Not only does table salt contribute to high blood pressure and hardening of the arteries, but it also stimulates unnecessary swelling in the cells of your body and overworks the heart. When your doctor warns you to “watch your salt”, that means to stop eating sodium chloride table salt, but your body still needs sodium.
The importance of common sodium to animal nutrition has been recognized since prehistoric times. An alloy of sodium with potassium, NaK, for example, is an important heat transfer agent, and when balanced inside of your body tissues, NaK helps regulate blood pressure and the body temperature of most mammals. NaK is found in natural foods.
Sources Of Healthy Sodium
So, eat your kale, spinach and dark greens. It will keep your arteries young and elastic, help your blood flow more efficiently to rejuvenate your organs, and even your sense of smell will improve significantly with raw and natural forms of sodium.

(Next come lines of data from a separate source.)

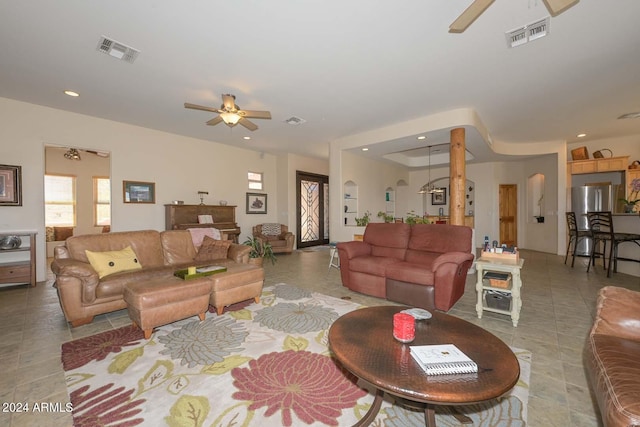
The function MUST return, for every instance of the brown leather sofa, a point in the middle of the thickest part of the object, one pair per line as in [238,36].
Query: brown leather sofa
[422,265]
[281,240]
[84,295]
[612,356]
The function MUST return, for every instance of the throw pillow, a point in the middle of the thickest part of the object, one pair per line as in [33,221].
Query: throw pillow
[110,262]
[60,234]
[212,249]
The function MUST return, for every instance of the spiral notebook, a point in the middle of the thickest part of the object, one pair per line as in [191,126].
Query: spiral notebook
[442,359]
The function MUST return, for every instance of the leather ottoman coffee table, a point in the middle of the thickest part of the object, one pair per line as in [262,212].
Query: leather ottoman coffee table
[362,341]
[156,302]
[239,283]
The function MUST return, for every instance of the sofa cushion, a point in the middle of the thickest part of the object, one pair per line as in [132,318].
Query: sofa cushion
[146,244]
[111,262]
[112,286]
[271,229]
[371,264]
[440,238]
[410,272]
[388,239]
[212,249]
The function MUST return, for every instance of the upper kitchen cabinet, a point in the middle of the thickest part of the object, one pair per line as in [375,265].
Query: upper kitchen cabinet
[610,164]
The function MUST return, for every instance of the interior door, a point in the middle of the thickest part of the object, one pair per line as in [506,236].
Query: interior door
[508,212]
[312,208]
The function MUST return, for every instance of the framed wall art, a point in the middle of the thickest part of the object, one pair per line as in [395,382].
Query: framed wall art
[439,197]
[10,185]
[256,203]
[139,192]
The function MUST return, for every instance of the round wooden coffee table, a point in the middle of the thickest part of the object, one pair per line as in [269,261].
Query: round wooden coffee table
[362,341]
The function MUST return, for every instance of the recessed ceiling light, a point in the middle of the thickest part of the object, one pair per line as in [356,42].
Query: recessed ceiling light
[635,115]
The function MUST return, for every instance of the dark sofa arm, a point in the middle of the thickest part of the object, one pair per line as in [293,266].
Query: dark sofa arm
[449,277]
[456,258]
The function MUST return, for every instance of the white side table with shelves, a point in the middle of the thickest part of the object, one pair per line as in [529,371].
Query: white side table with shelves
[510,266]
[18,265]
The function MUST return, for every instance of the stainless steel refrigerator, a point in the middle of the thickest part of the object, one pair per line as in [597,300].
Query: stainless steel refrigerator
[589,198]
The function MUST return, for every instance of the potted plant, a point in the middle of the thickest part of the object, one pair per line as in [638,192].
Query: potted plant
[259,251]
[385,217]
[413,218]
[630,203]
[364,220]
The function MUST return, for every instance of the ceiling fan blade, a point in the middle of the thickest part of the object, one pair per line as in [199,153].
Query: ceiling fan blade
[200,107]
[556,7]
[470,14]
[214,121]
[255,114]
[246,123]
[229,102]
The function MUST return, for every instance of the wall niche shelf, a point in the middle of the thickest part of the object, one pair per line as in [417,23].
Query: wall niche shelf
[350,210]
[390,202]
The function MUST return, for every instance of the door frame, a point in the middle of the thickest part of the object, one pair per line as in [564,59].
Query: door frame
[323,179]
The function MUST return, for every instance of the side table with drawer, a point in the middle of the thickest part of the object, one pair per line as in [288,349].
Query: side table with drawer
[18,264]
[499,298]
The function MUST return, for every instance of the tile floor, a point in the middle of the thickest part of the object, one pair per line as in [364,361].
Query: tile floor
[558,305]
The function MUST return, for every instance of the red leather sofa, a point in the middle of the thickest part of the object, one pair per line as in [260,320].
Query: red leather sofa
[612,356]
[421,265]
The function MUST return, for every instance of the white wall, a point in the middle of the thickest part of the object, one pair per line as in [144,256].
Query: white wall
[372,178]
[84,170]
[178,165]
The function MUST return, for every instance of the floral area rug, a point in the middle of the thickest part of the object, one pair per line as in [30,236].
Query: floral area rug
[264,364]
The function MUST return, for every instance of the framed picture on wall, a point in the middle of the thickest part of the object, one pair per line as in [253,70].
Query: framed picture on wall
[10,185]
[139,192]
[439,197]
[256,203]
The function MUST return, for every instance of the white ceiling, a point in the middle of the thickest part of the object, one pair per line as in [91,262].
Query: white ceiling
[346,67]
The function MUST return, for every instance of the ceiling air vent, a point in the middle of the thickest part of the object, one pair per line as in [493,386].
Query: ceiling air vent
[294,121]
[117,50]
[528,33]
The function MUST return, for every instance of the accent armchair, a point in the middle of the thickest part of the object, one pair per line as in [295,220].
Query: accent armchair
[278,235]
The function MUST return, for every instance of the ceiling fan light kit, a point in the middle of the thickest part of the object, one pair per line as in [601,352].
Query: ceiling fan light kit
[475,9]
[231,114]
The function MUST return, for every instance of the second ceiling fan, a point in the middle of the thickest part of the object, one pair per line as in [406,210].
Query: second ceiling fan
[476,8]
[231,114]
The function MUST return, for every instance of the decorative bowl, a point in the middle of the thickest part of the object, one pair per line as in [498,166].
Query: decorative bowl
[10,242]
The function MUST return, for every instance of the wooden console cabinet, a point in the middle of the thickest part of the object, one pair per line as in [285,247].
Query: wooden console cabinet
[18,266]
[181,217]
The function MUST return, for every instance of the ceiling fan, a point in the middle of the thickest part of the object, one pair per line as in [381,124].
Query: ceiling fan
[231,114]
[555,7]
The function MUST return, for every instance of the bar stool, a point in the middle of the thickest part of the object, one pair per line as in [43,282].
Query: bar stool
[334,261]
[601,225]
[575,236]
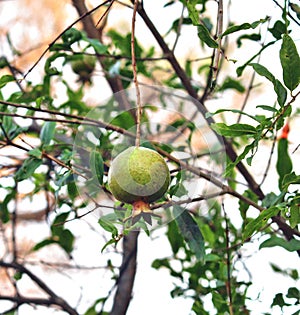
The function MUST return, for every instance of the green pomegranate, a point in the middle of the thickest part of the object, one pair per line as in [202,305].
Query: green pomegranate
[84,67]
[139,176]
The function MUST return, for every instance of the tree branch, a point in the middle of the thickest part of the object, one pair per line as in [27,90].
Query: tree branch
[52,300]
[126,276]
[202,109]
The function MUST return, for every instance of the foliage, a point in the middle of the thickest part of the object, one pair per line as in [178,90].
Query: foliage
[67,147]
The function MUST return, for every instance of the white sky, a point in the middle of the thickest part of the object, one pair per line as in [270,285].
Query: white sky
[152,287]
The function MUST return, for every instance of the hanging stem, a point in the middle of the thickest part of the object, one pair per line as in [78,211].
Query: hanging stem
[137,90]
[219,39]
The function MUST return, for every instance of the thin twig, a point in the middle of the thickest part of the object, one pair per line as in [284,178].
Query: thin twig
[228,264]
[59,35]
[105,13]
[135,80]
[269,162]
[178,29]
[218,52]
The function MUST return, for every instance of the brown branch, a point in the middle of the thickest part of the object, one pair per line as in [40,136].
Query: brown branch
[128,268]
[87,13]
[135,80]
[202,109]
[53,298]
[126,276]
[228,264]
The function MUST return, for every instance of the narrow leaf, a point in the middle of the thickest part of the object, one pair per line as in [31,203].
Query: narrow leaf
[235,130]
[290,62]
[205,36]
[259,222]
[294,215]
[190,231]
[108,226]
[47,132]
[278,87]
[44,243]
[97,166]
[5,79]
[244,26]
[284,164]
[28,168]
[111,241]
[193,13]
[292,245]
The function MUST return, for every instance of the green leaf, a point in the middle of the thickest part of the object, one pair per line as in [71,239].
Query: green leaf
[290,179]
[44,243]
[190,231]
[230,83]
[58,224]
[284,164]
[110,242]
[204,35]
[28,168]
[296,8]
[240,69]
[290,62]
[279,301]
[47,132]
[254,37]
[193,13]
[36,153]
[244,26]
[267,108]
[6,79]
[294,215]
[66,240]
[278,29]
[174,237]
[237,111]
[4,212]
[278,87]
[293,293]
[235,130]
[259,222]
[97,166]
[108,226]
[291,246]
[71,36]
[98,47]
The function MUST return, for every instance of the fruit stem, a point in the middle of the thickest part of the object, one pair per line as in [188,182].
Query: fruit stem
[141,209]
[137,90]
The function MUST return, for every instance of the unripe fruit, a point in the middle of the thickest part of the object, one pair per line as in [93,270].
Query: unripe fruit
[84,67]
[139,176]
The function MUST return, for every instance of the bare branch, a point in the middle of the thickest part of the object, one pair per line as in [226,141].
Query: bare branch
[53,298]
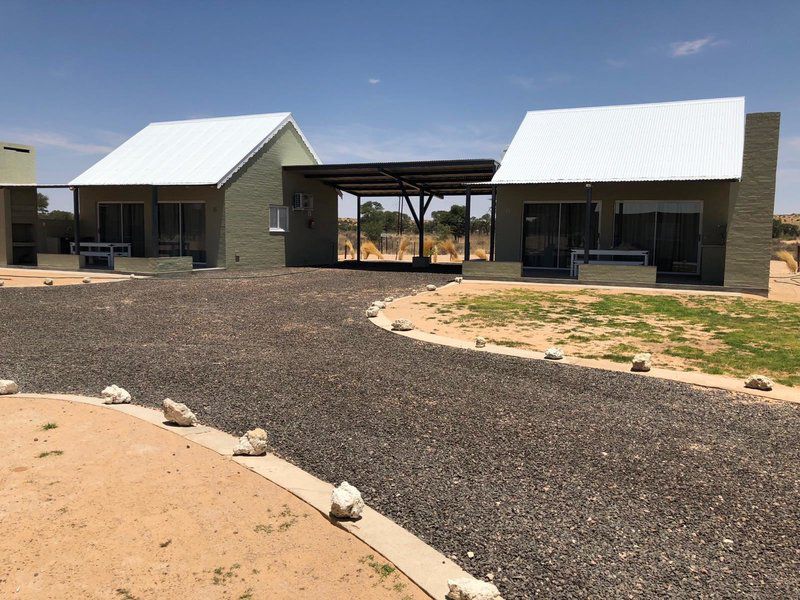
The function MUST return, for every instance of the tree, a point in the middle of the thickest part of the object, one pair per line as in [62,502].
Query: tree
[42,203]
[450,222]
[373,220]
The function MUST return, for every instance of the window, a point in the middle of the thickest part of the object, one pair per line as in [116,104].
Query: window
[670,231]
[278,218]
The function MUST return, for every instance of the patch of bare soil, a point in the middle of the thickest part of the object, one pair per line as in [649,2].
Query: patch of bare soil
[439,312]
[105,506]
[16,277]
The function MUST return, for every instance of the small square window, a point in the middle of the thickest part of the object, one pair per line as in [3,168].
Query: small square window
[278,218]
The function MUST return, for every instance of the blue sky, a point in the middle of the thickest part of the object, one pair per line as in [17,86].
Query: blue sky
[380,80]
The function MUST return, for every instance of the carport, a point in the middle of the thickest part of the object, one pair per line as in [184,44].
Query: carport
[423,180]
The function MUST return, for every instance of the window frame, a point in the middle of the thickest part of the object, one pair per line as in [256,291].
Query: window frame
[277,227]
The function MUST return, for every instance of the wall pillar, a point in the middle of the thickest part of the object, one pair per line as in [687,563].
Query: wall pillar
[749,236]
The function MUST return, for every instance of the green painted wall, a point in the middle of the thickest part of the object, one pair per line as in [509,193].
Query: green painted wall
[713,194]
[210,195]
[261,183]
[750,211]
[17,163]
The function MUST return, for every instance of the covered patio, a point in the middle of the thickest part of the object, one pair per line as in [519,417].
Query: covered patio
[416,183]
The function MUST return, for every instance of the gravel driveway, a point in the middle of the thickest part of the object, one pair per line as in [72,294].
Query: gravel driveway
[563,481]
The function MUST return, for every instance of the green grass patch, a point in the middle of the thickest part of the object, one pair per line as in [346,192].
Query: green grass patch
[714,334]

Reducing the amount of processed foods in your diet, along with seeking unpolluted and natural food sources, will decrease your exposure to salt – isolated sodium chloride, that is. By avoiding, or at least decreasing your consumption of manufactured foods, you can significantly reduce your chances of eating the wrong kind of salt.
Eat fresh, organic foods, if possible, vegetables and farm-raised meats and eggs, and you will be on the right health track. The taste for salt (much like sugar) is acquired and can be relearned. By gradually cutting down on your salt “shaker”, your taste buds will have time to adjust to the change.
Sodium, like most every reactive element, is never found isolated in nature, but is combined with other natural elements. Sodium is a soft, bright, silvery metal that actually floats on water. Simply be selective with which sodium compound you choose to eat, and remember, everything in moderation!